Materials and Experimental Methods
Materials. E. coli FtsZ was purified as described (4). All the experiments described in this work were carried out at 25°C in 50 mM Tris·HCl/500 mM KCl/5 mM MgCl2, pH 7.5 (Tris-500KCl-Mg buffer) with either 1 mM GDP or GTP. The GTP was regenerated by using a GTP-regenerating system (1 unit/ml acetate kinase and 15 mM acetyl phosphate) as described (6) to maintain FtsZ in its polymeric state for at least 1 h (6).

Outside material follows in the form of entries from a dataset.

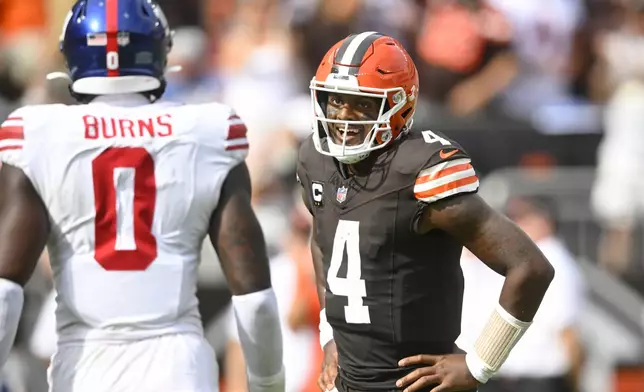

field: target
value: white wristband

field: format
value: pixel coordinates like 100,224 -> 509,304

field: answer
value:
465,305 -> 532,384
320,309 -> 333,350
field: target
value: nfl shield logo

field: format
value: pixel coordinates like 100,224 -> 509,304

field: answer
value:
335,186 -> 347,203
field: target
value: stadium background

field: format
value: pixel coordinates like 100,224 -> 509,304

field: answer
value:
0,0 -> 644,392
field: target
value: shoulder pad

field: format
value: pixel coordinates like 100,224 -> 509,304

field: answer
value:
0,108 -> 28,170
397,130 -> 479,203
195,103 -> 249,166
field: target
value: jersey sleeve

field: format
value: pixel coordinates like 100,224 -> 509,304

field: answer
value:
0,109 -> 26,170
223,109 -> 249,166
414,135 -> 479,203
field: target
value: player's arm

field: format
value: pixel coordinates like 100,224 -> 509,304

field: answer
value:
420,194 -> 554,382
210,163 -> 284,392
0,163 -> 49,369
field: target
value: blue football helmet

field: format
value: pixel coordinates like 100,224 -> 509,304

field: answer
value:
54,0 -> 172,98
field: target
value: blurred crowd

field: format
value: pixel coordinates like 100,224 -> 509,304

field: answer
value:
0,0 -> 644,392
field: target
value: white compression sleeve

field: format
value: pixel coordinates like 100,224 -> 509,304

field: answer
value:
232,288 -> 284,392
465,305 -> 532,384
320,309 -> 333,350
0,278 -> 24,370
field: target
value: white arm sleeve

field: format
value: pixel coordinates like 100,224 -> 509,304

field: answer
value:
232,288 -> 284,392
0,278 -> 24,370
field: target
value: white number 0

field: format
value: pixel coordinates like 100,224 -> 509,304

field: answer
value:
327,220 -> 371,324
422,131 -> 452,146
107,52 -> 119,71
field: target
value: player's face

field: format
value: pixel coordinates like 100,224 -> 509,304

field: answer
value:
326,93 -> 382,146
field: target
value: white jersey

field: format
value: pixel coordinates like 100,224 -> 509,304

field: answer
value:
0,95 -> 248,343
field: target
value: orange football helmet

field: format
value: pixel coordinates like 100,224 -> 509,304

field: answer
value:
310,31 -> 418,164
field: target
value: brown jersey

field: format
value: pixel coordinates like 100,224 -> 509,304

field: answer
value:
297,131 -> 478,391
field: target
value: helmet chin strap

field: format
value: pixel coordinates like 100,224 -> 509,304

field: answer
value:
46,65 -> 183,84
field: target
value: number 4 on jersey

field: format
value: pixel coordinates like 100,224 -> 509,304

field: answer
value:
327,220 -> 371,324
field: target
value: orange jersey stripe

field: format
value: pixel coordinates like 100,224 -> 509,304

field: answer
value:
0,126 -> 25,140
226,124 -> 247,140
416,163 -> 472,185
415,176 -> 478,199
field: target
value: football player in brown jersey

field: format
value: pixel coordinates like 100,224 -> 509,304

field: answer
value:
297,32 -> 554,392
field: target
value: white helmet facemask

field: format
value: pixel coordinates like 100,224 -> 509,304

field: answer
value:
310,74 -> 407,164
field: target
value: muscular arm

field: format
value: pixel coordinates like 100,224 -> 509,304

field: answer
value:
0,164 -> 49,369
210,163 -> 271,295
420,194 -> 554,321
210,163 -> 284,392
311,222 -> 326,309
0,164 -> 49,286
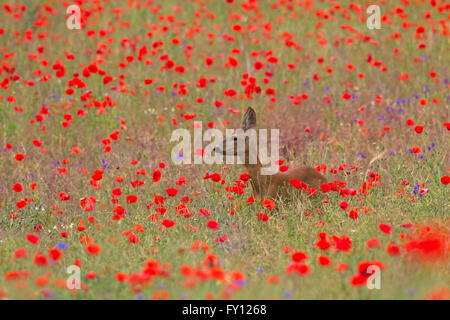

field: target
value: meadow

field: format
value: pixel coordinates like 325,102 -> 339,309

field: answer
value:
0,0 -> 450,299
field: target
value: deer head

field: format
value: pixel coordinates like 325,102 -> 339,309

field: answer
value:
213,107 -> 257,164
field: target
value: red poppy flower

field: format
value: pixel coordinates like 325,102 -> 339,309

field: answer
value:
378,223 -> 392,234
166,188 -> 178,197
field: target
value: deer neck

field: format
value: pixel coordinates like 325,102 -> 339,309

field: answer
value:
245,158 -> 268,197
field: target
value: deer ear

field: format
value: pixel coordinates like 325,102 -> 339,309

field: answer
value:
242,107 -> 256,130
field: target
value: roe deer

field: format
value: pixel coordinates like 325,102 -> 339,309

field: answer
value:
213,107 -> 327,200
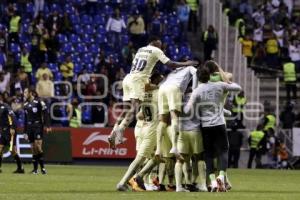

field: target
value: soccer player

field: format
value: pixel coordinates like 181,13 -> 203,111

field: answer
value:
184,66 -> 241,192
108,37 -> 198,149
24,88 -> 51,174
155,66 -> 198,157
117,73 -> 163,191
0,95 -> 24,174
175,89 -> 207,192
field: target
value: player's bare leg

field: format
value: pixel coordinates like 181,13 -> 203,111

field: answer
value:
108,99 -> 140,149
0,145 -> 4,173
155,114 -> 170,160
34,140 -> 47,174
11,145 -> 25,174
192,154 -> 208,192
31,143 -> 38,174
170,110 -> 184,161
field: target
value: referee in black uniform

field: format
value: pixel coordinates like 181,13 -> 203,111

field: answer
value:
24,88 -> 51,174
0,94 -> 24,174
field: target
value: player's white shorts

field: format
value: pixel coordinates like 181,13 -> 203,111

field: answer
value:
134,120 -> 144,151
137,121 -> 158,158
158,85 -> 182,115
161,126 -> 174,158
177,131 -> 204,155
122,74 -> 149,101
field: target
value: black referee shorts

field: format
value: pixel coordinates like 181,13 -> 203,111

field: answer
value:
27,124 -> 44,143
202,125 -> 229,157
0,128 -> 11,146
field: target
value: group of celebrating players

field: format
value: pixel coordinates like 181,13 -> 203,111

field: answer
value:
108,37 -> 241,192
0,88 -> 51,174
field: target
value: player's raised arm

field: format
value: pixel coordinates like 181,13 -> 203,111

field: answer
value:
222,83 -> 242,92
183,90 -> 197,114
166,60 -> 199,68
191,67 -> 199,90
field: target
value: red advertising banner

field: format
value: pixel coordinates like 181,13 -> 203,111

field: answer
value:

Sedimentation Velocity. The experiments were conducted in a Beckman Optima XL-I ultracentrifuge (Beckman Coulter) equipped with an interference optical detection system that allowed us to monitor the sedimentation of FtsZ at physiologically high (millimolar) concentrations of nucleotide. Samples were studied at different speeds (ranging from 10,000 to 50,000 rpm) by using an An50Ti eight-hole rotor and double-sector Epon-charcoal centerpieces. After dialysis of the protein against Tris-500KCl-Mg buffer, samples and the corresponding reference buffers were supplemented with 1 mM nucleotide and, in the case of GTP, with the GTP-regenerating system. Differential sedimentation-coefficient distributions, c(s), were calculated by least-squares boundary modeling of sedimentation-velocity data by using the program sedfit (29). The time intervals between successive scans shown in Fig. 1 A and B were 5 and 1 min, respectively.
Fig. 1.
FtsZ sedimentation velocity data and analysis. Summary of sedimentation velocity data and derived distributions of sedimentation coefficient obtained from experiments conducted in GDP (A) and GTP (B). (C) The dependence of the derived distribution of sedimentation coefficients upon total concentration in the presence of GTP is shown.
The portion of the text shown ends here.